Background
The Program features three progressive steps: Introductory, Intermediate, and Advanced, each building on the prior step. At each step, employers are expected to achieve specific goals and complete defined actions across seven elements OSHA believes are critical to a successful safety and health culture: (1) management leadership; (2) worker participation; (3) hazard identification and assessment; (4) hazard prevention and control; (5) education and training; (6) program evaluation and improvement; and (7) communication and coordination for host employers, contractors, and staffing agencies. Participants use a Safety Champions Tracker to monitor their progress through each step. Notably, participants must continue meeting criteria from previously completed steps as they progress through the Program.
Below is a summary of what OSHA expects employers to accomplish during each step in the Program.
- Introductory step – Employers focus on foundational actions like developing written safety and health policies, establishing safety committees, creating initial hazard inventories, and building training plans.
- Intermediate step – Employers implement the programs developed in the Introductory step, increase worker involvement, conduct regular hazard inspections at least semi-annually, and provide refresher training.
- Advanced step – Employers are expected to demonstrate mature, fully integrated safety and health programs with continuous improvement processes, routine self-inspections at least monthly, and annual trend analyses of safety and health data.
Role of Special Government Employees
Participants can work through the Program independently or with the assistance of an SGE assigned by OSHA. SGEs may review safety and health program documentation, provide feedback on progress, and answer questions on an as-needed basis.
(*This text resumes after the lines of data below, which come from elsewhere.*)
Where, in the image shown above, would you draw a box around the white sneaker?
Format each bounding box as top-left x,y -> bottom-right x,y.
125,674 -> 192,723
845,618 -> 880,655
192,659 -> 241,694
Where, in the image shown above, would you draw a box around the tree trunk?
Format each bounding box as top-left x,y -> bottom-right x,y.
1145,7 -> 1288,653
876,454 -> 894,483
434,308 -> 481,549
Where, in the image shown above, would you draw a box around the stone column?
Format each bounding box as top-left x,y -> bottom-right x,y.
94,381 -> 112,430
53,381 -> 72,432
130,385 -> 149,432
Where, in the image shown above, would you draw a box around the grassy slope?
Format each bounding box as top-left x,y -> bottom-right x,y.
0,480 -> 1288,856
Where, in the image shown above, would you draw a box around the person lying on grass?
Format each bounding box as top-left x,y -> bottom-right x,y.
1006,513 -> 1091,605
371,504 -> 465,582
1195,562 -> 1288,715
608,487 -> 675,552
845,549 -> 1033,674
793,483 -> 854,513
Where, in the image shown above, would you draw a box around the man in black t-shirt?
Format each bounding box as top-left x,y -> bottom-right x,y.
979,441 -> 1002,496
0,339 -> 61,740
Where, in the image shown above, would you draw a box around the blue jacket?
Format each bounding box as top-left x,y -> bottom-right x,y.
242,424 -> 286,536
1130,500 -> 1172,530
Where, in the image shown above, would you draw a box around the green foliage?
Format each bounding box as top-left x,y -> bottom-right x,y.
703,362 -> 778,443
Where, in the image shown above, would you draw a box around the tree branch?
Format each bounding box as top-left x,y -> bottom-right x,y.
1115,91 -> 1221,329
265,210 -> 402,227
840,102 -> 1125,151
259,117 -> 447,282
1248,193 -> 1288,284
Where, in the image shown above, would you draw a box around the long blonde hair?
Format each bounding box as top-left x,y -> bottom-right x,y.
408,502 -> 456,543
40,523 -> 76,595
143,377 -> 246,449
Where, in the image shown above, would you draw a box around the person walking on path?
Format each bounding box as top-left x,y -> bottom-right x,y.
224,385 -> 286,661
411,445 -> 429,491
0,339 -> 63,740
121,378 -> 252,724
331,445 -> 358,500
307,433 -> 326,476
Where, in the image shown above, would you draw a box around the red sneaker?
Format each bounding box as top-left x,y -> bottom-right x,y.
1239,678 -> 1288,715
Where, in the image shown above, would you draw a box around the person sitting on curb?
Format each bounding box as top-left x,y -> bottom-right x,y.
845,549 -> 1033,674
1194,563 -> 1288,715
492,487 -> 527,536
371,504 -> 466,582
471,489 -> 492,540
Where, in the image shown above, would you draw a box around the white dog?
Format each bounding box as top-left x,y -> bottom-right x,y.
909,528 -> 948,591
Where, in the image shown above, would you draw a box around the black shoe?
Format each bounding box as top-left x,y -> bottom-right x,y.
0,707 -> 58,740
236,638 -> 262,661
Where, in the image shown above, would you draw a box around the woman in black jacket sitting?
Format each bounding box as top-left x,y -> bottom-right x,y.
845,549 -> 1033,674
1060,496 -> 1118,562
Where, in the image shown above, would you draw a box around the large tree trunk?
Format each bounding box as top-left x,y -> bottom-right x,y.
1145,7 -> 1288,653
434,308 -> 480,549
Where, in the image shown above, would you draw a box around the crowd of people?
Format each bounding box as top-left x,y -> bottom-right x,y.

When a participant believes it has completed all actions within a step, OSHA will assign an SGE to conduct a formal review. The SGE may then recommend the participant for step completion or identify areas where further progress is needed.
Implications for employers
Though employers may view the Program with a healthy dose of skepticism, the Program represents a shift in OSHA’s posture toward employer engagement. Employers should consider whether participation, or even informal use of the Program framework as a self-assessment benchmark, could help improve their safety and health program performance and compliance posture. The structured, step-based approach may be particularly useful for organizations looking to formalize safety practices, engage workers in safety initiatives, and build a documented track record of continuous improvement. Also, because of the Program’s step-by-step approach, employers should participate in the Program only if they are focused on continuous improvement of their safety and health programs.
The Program operates separately from OSHA’s enforcement activities, and OSHA has made clear that participation has no impact on any enforcement activity or determination. Though a strong safety program may reduce the risk of workplace incidents that may trigger an inspection, employers should not participate in the Program with the expectation that it will shield them from an OSHA inspection or citations.
Additional resources on the Safety Champions Program are available on OSHA’s dedicated webpage.